A 90 day adoption plan
-
Days 0 to 15
- Choose one workflow from the patterns above. Write an objective definition, inputs, required outputs, and disallowed actions.
- Implement the agent with explicit permission mode, one or two subagents, and memory scoped to the task. Wire audit logging and request identifiers.
- Build a scenario suite of at least 20 realistic tests that include failure states.
-
Days 16 to 45
- Run the agent daily in staging. Track success rate, intervention rate, and cost per run. Fix the top three failure modes each week.
- Add a controlled production pilot with a write tier that requires human approval. Expand subagents for specialization and parallelism.
- If your organization has an upcoming audit, start the compliance evidence collector pattern in parallel.
-
Days 46 to 90
- Graduate the agent to the trusted tier for low risk environments once it hits your success thresholds. Keep high risk steps behind approvals.
- Document handoffs, escalation paths, and rollback procedures. Publish a dashboard with per run traces.
- Plan the next two agent workflows and reuse subagents and prompts where possible to standardize patterns.
How to make the most of the Agent SDK
The Agent SDK is opinionated in ways that help teams ship. It encourages explicit tool definitions, parameter schemas, and permission modes. It also codifies the idea that a complex agent is really a set of smaller specialists. If you have been wiring this by hand, the SDK gives you primitives so you can stop reinventing orchestration glue and focus on domain logic. Read the Agent SDK documentation with your security and platform teams at the table, then align on policy defaults up front.
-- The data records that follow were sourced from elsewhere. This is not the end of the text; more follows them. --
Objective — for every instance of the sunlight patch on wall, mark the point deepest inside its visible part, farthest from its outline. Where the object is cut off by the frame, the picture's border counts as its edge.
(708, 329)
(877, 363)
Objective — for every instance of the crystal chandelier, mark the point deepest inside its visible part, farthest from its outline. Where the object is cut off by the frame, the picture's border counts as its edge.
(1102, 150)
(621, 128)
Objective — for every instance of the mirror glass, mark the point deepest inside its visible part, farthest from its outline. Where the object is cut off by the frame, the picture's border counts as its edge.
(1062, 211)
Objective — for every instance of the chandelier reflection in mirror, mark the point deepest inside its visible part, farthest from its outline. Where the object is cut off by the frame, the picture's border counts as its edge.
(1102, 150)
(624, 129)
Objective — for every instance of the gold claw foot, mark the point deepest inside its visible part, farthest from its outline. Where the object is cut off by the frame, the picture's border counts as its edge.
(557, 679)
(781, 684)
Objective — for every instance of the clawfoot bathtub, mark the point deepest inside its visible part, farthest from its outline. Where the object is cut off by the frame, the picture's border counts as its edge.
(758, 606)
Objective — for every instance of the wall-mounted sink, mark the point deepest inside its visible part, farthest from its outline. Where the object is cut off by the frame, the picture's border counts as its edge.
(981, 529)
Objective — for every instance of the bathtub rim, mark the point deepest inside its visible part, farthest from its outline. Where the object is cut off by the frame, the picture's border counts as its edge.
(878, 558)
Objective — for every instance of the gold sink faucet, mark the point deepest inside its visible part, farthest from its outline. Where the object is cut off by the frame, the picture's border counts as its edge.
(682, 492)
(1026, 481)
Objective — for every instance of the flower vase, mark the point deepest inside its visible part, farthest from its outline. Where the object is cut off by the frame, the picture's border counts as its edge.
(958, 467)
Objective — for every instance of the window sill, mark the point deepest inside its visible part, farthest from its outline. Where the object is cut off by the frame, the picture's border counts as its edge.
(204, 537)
Small choices compound into reliability. Require human approval for any write in production for the first month. Pin the model and tool versions per run. Emit structured logs for every tool call. Encode your SLOs in dashboards that product managers and on call engineers actually watch. Treat the agent’s prompt like code with change control. These are mundane practices, but they turn a demo into a dependable system.
For context on how other platforms are formalizing production practices, study how marketplaces and ops layers shape what teams can deploy. Our piece on an ops layer for production agents maps cleanly to the controls you will want alongside Sonnet 4.5.
The bottom line
Sonnet 4.5 pairs a model that can stay on task for real durations with an SDK that encodes the unglamorous plumbing of production agents: memory management, permissioning, disciplined delegation, and observable execution. The combination is what turns an impressive demo into an accountable system. If you prioritize the right patterns, wire controls early, and treat agents like services with objectives and on call owners, the path from idea to dependable workflow is finally short enough to walk.
For teams ready to act, begin with one workflow, one owner, and a narrow permission footprint. Build a scenario suite that feels like your real world. Track the numbers that matter, not vanity metrics. By the time Q4 2025 closes, you can have an agent that runs with confidence, hands off cleanly to humans, and pays for itself in saved hours and fewer late night incidents.